Carsten Watzl, Generalsekretär der Deutschen Gesellschaft für
Immunologie, hatte kürzlich auf Twitter die Vermutung geäußert, dass

die Adenoviren, die in beiden Impfstoffen eingesetzt werden, die
Nebenwirkungen verursachen.

In den USA sagte die amtierende FDA-Chefin Janet Woodcock am
Dienstag, die Fälle müssten nun erst einmal «komplett verstanden»
 und
die Mitarbeiter des Gesundheitssystems entsprechend informiert
werden. «Wir erwarten, dass diese Pause einige Tage dauern wird.» Man
sei dabei auch in «ständigem Austausch» mit den zuständigen Behör
den
in Europa und weltweit. Für Mittwoch wurde eine Notfallsitzung eines
Beratergremiums der CDC angesetzt.

Zahlreiche Bundesstaaten sowie unter anderem Apotheken-Ketten
kündigten an, der Empfehlung von CDC und FDA folgen zu wollen.
Bereits ausgemachte Impftermine sollen verschoben oder wenn möglich
mit den beiden anderen derzeit im Einsatz befindlichen Impfstoffen in
den USA - dem des US-Unternehmens Moderna und dem des US-Konzerns
Pfizer und seines deutschen Partners Biontech - durchgeführt werden.
Bei diesen beiden Impfstoffen seien bislang keine vergleichbaren
Vorfälle gemeldet worden, hieß es von FDA und CDC.

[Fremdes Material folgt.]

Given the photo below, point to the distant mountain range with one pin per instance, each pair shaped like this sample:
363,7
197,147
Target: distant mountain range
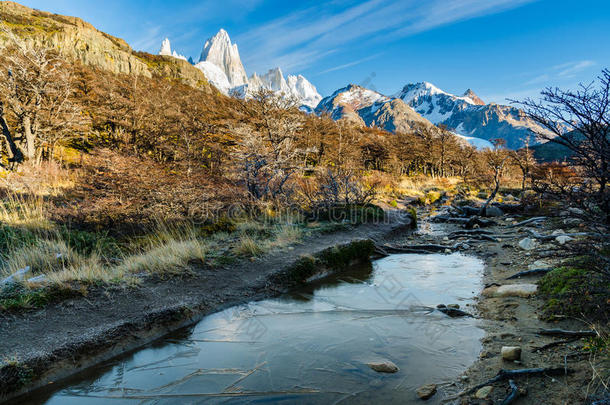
221,64
467,116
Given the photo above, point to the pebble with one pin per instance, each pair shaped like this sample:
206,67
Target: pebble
484,392
511,353
426,391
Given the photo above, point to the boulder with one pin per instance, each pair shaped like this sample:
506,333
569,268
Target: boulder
511,353
426,391
528,244
483,393
492,211
563,239
384,366
19,275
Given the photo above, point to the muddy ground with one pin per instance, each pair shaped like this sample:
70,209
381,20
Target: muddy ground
515,321
58,341
44,346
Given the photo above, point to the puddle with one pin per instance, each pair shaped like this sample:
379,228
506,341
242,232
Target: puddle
310,346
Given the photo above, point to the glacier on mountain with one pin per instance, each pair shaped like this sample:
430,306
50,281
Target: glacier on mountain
468,115
166,50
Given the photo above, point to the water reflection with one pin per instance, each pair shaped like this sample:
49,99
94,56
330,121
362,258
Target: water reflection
309,347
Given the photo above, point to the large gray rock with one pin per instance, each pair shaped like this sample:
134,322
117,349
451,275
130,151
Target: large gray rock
426,391
19,275
483,393
511,290
563,239
492,211
528,244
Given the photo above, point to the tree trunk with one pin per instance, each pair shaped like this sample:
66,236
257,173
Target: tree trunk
15,154
29,138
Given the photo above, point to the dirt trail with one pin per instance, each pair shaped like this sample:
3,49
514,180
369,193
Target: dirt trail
514,321
61,340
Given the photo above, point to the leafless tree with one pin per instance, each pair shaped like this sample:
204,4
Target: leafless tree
495,161
36,93
580,121
524,158
267,152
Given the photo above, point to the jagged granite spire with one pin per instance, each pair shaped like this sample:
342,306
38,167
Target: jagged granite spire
221,52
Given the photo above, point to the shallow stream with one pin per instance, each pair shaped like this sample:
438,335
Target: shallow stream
308,347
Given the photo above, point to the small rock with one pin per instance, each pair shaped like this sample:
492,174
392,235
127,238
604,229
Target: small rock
426,391
19,275
40,279
516,290
539,264
576,211
563,239
511,353
528,244
484,392
492,211
384,366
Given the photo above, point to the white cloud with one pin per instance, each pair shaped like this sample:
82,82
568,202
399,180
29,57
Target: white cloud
350,64
306,35
570,69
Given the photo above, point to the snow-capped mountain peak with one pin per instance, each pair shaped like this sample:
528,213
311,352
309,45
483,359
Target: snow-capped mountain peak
222,66
166,50
472,96
221,52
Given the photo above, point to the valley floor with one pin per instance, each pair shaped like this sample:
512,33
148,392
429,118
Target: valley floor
52,343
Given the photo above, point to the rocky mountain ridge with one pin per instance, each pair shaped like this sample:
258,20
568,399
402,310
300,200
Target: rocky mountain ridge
78,40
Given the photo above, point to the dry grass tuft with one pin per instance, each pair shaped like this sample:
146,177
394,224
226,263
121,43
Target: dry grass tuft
170,258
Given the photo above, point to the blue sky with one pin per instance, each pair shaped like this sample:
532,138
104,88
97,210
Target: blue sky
499,48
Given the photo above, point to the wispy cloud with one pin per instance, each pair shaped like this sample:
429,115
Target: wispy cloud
306,35
350,64
562,71
571,69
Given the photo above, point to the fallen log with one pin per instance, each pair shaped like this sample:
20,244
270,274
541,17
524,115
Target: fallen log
514,393
571,235
527,221
509,208
454,312
530,273
548,346
476,221
445,218
469,232
506,374
567,333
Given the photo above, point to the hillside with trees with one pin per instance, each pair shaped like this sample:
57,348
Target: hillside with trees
123,171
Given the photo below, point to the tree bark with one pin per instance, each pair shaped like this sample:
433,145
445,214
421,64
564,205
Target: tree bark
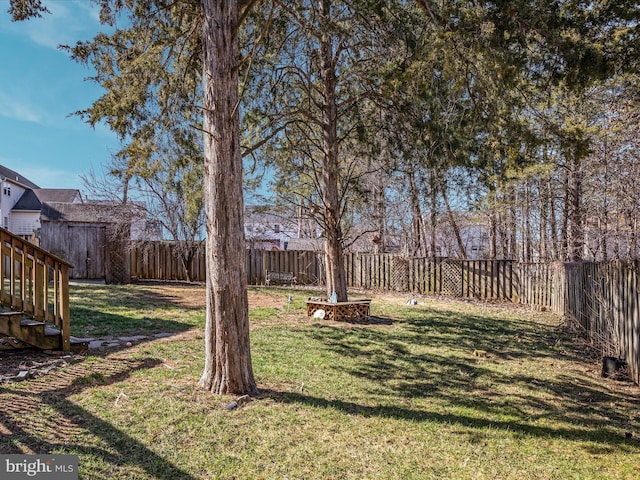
334,256
228,367
416,247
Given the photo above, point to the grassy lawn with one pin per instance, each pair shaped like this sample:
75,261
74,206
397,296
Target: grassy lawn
444,389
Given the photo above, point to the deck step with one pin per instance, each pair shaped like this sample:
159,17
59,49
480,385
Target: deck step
31,332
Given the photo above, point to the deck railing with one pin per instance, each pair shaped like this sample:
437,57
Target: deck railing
35,283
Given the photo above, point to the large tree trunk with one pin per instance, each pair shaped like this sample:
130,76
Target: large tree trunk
576,230
334,256
416,246
433,214
227,354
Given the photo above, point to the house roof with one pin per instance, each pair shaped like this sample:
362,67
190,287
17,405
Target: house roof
88,212
28,202
32,200
15,177
58,195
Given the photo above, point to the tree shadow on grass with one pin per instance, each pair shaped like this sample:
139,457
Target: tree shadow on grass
435,359
606,437
38,417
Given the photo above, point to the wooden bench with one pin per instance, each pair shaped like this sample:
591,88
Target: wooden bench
351,310
285,278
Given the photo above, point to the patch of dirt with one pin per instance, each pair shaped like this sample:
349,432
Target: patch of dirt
16,365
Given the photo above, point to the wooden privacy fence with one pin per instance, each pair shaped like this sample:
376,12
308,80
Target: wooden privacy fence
161,261
602,298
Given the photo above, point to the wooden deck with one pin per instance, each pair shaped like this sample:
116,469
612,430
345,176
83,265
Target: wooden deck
34,287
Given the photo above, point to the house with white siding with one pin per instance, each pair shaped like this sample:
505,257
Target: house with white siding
21,202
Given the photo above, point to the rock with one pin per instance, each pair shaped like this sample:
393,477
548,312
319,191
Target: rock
163,335
231,406
134,338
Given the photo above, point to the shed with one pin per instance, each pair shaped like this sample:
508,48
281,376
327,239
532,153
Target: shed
93,237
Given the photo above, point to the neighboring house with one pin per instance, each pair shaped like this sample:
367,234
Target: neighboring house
25,214
93,236
268,229
274,228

Die Aussetzung werde «keine bedeutenden Auswirkungen» auf die
US-Impfkampagne haben, teilte das Weiße Haus mit. Die USA hätten
allein durch die vereinbarten Lieferungen mit den Herstellern Moderna
und Biontech/Pfizer genügend Impfstoff für 300 Millionen Menschen,
erklärte US-Präsident Joe Bidens Corona-Koordinator Jeff Zients. Die
USA könnten daher weiter pro Tag rund drei Millionen Menschen impfen.

Von dem Ende Februar von der FDA zugelassenen Impfstoff von Johnson &
Johnson, von dem es nur eine Dosis braucht, wurden bislang mehr als
6,8 Millionen Dosen gespritzt. Bei sechs Frauen zwischen 18 und 48
Jahren war es den Behörden zufolge zwischen 6 und 13 Tagen nach
dieser Impfung zu Sinusvenenthrombosen gekommen. In drei Fällen sei
zusätzlich eine Thrombozytopenie, also ein Mangel an Blutplättchen,
gemeldet worden. Eine Frau sei gestorben, eine befinde sich in
kritischem Zustand, teilten FDA und CDC mit. Insgesamt scheine es
aber so, als ob diese Fälle «sehr selten» seien.